The new Copenhagen Film Fund is looking to back international film and TV projects. Wendy Mitchell talks to CEO Thomas Gammeltoft about how the fund can help lure projects to Denmark.

The new Copenhagen Film Fund, which has coffers of $6.33m (€4.7m) to spend on projects over two-and-a-half years, is very much open for business.

Chief executive Thomas Gammeltoft is at AFM this week to scout for potential investments.

The fund has already invested in three projects but is looking for a signature feature-film investment. “We are actively in search of a big project that we can throw ourselves in, for about $2m,” Gammeltoft tells Screen ahead of AFM.

Overall, the fund will invest in 10-15 projects from now until the end of 2015. He hopes the film project or projects backed by the fund will be shooting by autumn 2014.

The fund aims to back projects with international reach. “We are not investing in entirely Danish productions. We want international projects, but built with Danish talent if possible,” Gammeltoft explains.

The funding will stretch yet further if potential partners are brought on board, such as the Danish Film Institute — whose funding is separate — Swedish fund Film i Skane or funding sources from Hamburg, which have close ties to Copenhagen.

The holy grail would be for Denmark to also offer a tax incentive, which is still an elusive beast in Scandinavia. The fund is also lobbying government for a film incentive in Denmark. “We’ve had progress talking to politicians on that,” he notes.

So far, the Copenhagen Film Fund has backed three TV projects: the new series of Heartless, which will shoot in five parts starting in March 2014 (an investment of $406,000); ZDF/Nordisk/DR police series The Team, which is now shooting across Europe starring Lars Mikkelsen ($676,000); and an episode of the UK’s Midsomer Murders that shot recently in Copenhagen ($36,000).

The fund is financed with contributions from the City of Copenhagen, the Capital Region of Denmark and nine suburban municipalities (Copenhagen, Hvidovre, Ballerup, Frederiksberg, Brondby, Albertslund, Fureso, Naestved and Helsingor).

Because of the current level of funding, studios are probably unlikely to go for it, but the fund could make working in Copenhagen much more attractive to bigger independent film projects.

Funding comes in during production, and must be paid to a Denmark-based company (such as a production services company). The fund does not plan to put up more than 50% of any project’s full budget. There is no points system but a full list of terms and conditions are available at the newly launched website, cphfilmfund.com.

Gammeltoft predicts that around half of awards will go to film and half to TV projects. The funding is rolling and projects can be in any language and, in particular, he would love to see a big HBO or Netflix series hire a Scandinavian writer to create an English-language project to shoot in Copenhagen.

There are “certain criteria to fulfil” and Gammeltoft, himself a long-time producer with credits such as Stealing Rembrandt and the forthcoming Good People, works with the fund’s board to make selections.

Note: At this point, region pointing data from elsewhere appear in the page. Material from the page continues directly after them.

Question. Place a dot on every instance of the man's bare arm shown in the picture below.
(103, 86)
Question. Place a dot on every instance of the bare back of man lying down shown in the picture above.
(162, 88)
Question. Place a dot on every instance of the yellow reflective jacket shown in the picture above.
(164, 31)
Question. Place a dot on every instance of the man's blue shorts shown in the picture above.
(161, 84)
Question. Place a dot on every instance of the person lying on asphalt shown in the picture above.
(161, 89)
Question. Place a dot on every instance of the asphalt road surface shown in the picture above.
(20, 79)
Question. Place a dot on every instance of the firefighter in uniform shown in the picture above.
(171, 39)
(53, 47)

The fund’s other executive is producer Stine Spang.

There is a lot riding on the initial investments, because the fund has been a dream for a decade that was finally realised this summer and will undergo its first evaluation at the end of 2015 to see if it will be continued, or possibly expanded. “We have two-and-a-half years to prove ourselves,” he says.

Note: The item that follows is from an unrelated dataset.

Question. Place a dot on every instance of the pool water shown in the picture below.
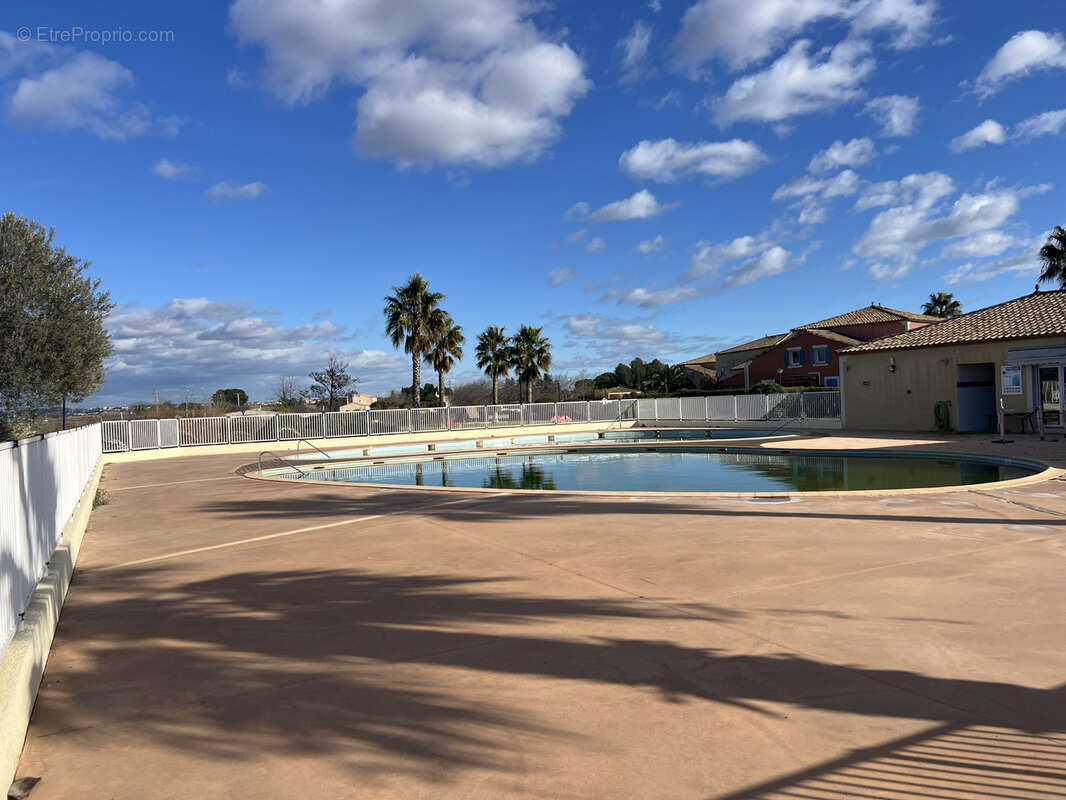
(690, 469)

“Definitely it can change the Danish industry,” he adds of the fund’s potential. “If we can succeed with this we can grow it, we can get more money for the fund… At some point in time we might be really big.”

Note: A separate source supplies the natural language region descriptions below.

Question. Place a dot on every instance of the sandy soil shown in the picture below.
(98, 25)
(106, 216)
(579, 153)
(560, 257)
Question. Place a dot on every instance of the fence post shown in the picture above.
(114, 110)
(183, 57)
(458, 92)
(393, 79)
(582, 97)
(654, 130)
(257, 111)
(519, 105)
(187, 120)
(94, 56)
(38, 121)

Private investment could also come into play in the future of the fund.

Gammeltoft is keen to stress the funded projects do not have to show a rosy side Copenhagen. “Do you think The Killing shows a nice side of Denmark?” he asks with a laugh. “We don’t need postcards.”

The fund comes at a time when Danish culture is a hot export. “Denmark is booming and we want to maintain that status and show the world we’re good at what we’re doing,” Gammeltoft says.

“There’s a momentum; we need to use that and expand it.”